Data You Can Trust

Data you can trust

Technology that works for you

DATA61’s Future Science Vision v1.4

Robert C. Williamson, 2 November 2016

Preamble

Research is at the heart of Data61. Our research is undertaken with a purpose in mind – to create a positive data-driven future. This document outlines our vision1 regarding what we aim to achieve by focusing our research on what the world needs in areas where we have world- leading capability.

Data61 plays two complementary roles in the Australian innovation system.

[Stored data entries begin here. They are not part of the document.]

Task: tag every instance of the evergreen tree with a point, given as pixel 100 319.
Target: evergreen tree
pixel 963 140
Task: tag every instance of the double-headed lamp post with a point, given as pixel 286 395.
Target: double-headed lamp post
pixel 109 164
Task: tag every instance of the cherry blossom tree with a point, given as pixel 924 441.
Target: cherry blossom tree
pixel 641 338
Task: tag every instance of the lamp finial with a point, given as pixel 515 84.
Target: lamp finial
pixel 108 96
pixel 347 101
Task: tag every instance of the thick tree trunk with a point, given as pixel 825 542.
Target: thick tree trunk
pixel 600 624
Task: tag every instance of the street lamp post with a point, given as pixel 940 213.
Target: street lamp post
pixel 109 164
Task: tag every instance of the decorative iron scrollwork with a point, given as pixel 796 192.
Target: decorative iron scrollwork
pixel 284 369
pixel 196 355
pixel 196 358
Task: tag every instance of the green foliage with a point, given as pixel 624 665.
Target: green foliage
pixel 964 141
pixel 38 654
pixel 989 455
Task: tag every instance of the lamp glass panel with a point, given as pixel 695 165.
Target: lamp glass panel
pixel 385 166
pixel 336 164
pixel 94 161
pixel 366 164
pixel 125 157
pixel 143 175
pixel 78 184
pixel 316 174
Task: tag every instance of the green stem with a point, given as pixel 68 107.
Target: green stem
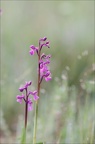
pixel 35 122
pixel 36 104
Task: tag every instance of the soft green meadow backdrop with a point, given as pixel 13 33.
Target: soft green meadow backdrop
pixel 67 103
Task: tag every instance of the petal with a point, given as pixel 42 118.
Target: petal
pixel 31 52
pixel 48 78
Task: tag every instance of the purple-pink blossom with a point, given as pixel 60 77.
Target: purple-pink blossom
pixel 44 60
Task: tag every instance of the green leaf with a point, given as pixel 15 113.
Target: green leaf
pixel 23 137
pixel 40 143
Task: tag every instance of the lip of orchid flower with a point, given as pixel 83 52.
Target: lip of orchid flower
pixel 30 103
pixel 20 98
pixel 25 86
pixel 33 50
pixel 35 96
pixel 43 39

We are “L-shaped” (see the schematic on the right):

· We conduct market driven research (end-use driven projects) in a range of industry sectors; these contribute to the horizontal part of Data61’s mission – solving problems in other CSIRO business units (and leveraging their capability and connections) and the community more broadly.

· We are the home to fundamental research advancing the science and technology of data (the vertical part of the picture).

These two parts mutually support each other2. Both are essential. The market component, by definition, is not for us to plan, but to adapt to in an agile manner. The scientific, technological and engineering research we propose to do is ours to plan and shape; that is what this document does.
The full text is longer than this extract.